The rules and format of our meetings are usually as such:

– Everybody is welcome
– Recap from last DevOp meeting and progress
– New topics
– Next month’s plan/actions

Everybody is welcome to speak

For me individual skills don’t matter for this meeting, and during this phase, everyone has the opportunity to share their thoughts, ideas, struggles and successes they’ve had during the last month.

No subject is ever off the table.

This phase has been a big success and a lot, if not all, the improvements we’ve developed, discussed and successfully applied came from our initial discussions in the dev team meetings.

Recap

This is a short process and usually only takes a few minutes. We mainly go through the list of actions/improvements for clients that have been previously decided and check their status or discuss any problem/improvements we can make.

New topics

After spending some time warming up with the previous points it’s time to talk about what’s new out there, are there any updates which we might have missed, which useful tools we might have tested that might help us with our workflow? Or any other useful resource we think is worth discussing.

At first, it was me as Lead Dev as the person in charge of deciding the meeting agenda, and the topics were mostly about which internal tools we were working on, or a 3rd party tool that we had decided to integrate with WordPress for a client.

However, over the last few months, other members of the Dev team have become more confident and over time, we now have a Trello board that anyone, up until the day of the meeting, can add a task with the information that they would like to discuss with the entire team, and we discuss.

So, after opening the Trello board we start to go through each task and the dev who has suggested the issue gives all of us an overview of it, and afterwards, we talk about the issue.

Next month plan/actions

At this point, the tasks/issues that we have agreed might be useful, are moved to an ACTION trello board, where it gets assigned to a developer for further discovery or implementation. I would be lying to you if I said that the board was not full of tasks!
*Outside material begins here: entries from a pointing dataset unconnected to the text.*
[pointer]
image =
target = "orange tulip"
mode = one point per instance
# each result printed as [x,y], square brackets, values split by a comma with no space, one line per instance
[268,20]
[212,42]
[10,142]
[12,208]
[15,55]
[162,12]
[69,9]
The task is also moved to the next month so that we can evaluate it in the ‘recap’ part of our DevOps meetings.

The review document

By the end of the meeting, we have produced a Google Doc that recaps everything discussed during the meeting, and can also contain notes we need to pass on to a different team in the WordPress Agency.

The document is catalogued by year and month, saved in a shared Google drive folder and shared with the team on our slack channel for our own records, so that we can refer back and track our train of thought at that particular moment in time.